I want to transfer programs securely from a web site to an internet connected device. I want to encode/decode the program data with a c program. Do you know of any programs to do this? Thanks.

jpollard · 11-09-2013, 02:27 PM

Quote:

Originally Posted by schmitta

I want to transfer programs securely from a web site to an internet connected device. I want to encode/decode the program data with a c program. Do you know of any programs to do this? Thanks.

That is what OpenSSL provides.

It isn't necessarily simple to use, but there are examples (it comes with a sample client and a server, though they do not recommend using the openssl utility itself for that). And the Apache web server supports ssl. Now, the device does have to have a fairly significant amount of memory and processing capability, but if it has TCP/IP then it likely does.

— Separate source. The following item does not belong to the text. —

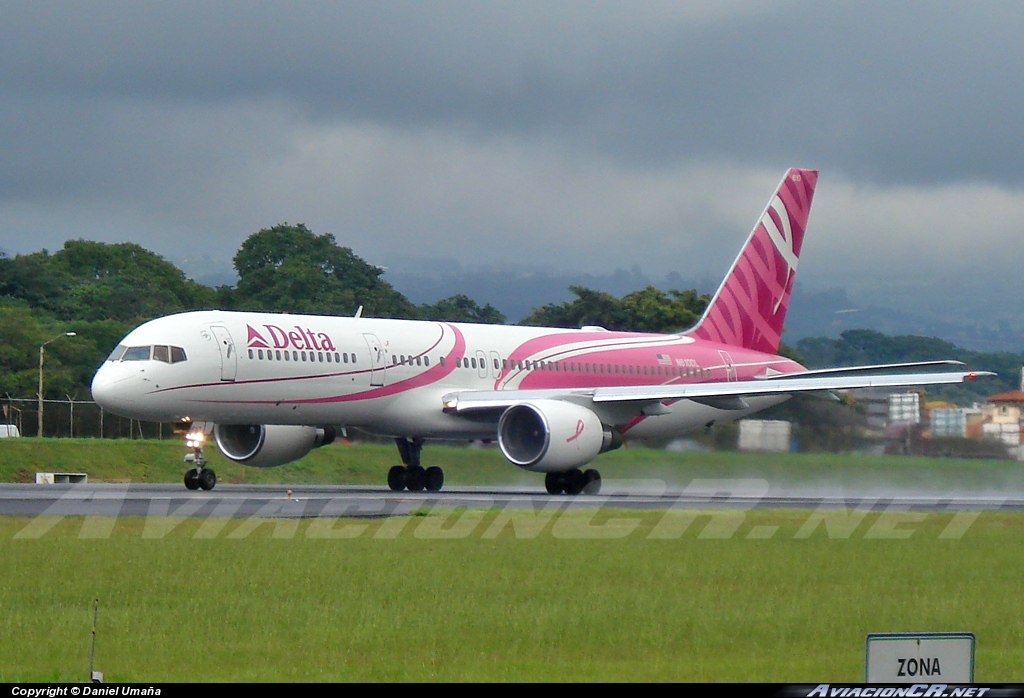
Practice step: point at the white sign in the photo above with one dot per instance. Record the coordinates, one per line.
(915, 657)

Note - SSL provides an implementation of TLI - it only protects the data between the server and the receiver. It does not protect the data on either end. You can also look at PGP for encryption/decryption. It isn't just for email.

jpollard · 11-10-2013, 06:11 AM

Finally... got the 4 phases of the instruction tests done. Some could be better... but the initial set
is working now. Fixed a table error in the assembler (and a masking oversight), and a few more instructions fixed. I under counted the number of tests needed. Final count 233 (so far). Most instructions needed 2 to 4 tests for various boundary conditions (overflow/carry not tested even now).

Next bit is to add the few overlooked operations (branching on overflow/carry, unsigned branches) and being able to set/clear condition codes.